I have a thing. I have a thing I was going to mention, just a proposal to throw out there. When Sam Seaborn was a congressional aide, they had an expression, "no idea was too stupid to say out loud."
I've decided to use Daily Kos as a safe place to brainstorm. We'll see if that decision bears fruit on the flip.
A cursory look at the documents published on the White House website makes it look like Social Security will take in about $820B and pay out about $540B in 2006. So of the 12.4% tax, only about 8.2% is needed to pay the benefits. That of course will rise over time, and real reform will be necessary, but we'll do it on
our terms.
The idea: Why don't we propose to cut the FICA tax by 4.2%? The proposal would include a provision for the tax to ratchet up annually up to 12.4%, pending real reform.
The FICA tax is regressive to begin with, and for low-income Americans it is a significant one. Cutting it will be the kind of tax cut that helps the right people. What makes it even better, though, is that the Republicans would never let it happen.

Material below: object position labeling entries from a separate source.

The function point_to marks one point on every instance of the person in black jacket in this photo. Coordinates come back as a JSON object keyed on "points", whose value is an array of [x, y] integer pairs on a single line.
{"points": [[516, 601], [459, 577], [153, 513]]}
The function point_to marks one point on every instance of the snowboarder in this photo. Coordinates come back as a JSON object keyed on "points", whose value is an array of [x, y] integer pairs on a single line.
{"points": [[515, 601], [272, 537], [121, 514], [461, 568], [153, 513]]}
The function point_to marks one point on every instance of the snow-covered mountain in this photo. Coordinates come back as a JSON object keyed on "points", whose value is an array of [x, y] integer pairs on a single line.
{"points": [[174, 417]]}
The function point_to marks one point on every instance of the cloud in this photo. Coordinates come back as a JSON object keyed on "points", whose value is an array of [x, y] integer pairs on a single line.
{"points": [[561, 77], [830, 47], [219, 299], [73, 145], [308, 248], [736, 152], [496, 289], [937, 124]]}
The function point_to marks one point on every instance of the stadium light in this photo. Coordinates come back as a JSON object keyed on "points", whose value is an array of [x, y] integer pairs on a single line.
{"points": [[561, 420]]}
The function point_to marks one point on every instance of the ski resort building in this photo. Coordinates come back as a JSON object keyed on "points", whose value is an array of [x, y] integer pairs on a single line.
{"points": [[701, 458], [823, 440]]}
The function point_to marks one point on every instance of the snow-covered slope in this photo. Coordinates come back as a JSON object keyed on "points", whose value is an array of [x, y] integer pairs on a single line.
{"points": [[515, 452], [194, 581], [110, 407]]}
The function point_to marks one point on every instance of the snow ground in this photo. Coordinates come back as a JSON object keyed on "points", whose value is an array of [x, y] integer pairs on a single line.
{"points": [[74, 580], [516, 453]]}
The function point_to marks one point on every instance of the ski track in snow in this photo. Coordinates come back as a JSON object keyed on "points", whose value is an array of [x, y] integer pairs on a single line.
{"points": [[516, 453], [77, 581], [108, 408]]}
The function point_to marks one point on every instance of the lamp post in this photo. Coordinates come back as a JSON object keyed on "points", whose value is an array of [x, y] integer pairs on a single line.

Getting rid of the Social Security surplus would negate the accounting tricks that make it look like the on-budget deficit is only [Note To Self: find the up-to-date, huge number before posting]. To keep the deficit from increasing by another $280B, they would have to roll back the Bush tax cuts, which they'll never do. A deficit increase of that magnitude would increase either interest rates or inflation, which they don't want going into November.
If they allow the FICA tax cut to go through, interest rates go up and they are hurt in November. If they vote against it, then they've just voted against a tax cut that would help millions of people in an election year. It's a rock and a hard place.
Of course, there are any number of places where my numbers or analysis could be wrong, which is why I'm asking for input. Your thoughts?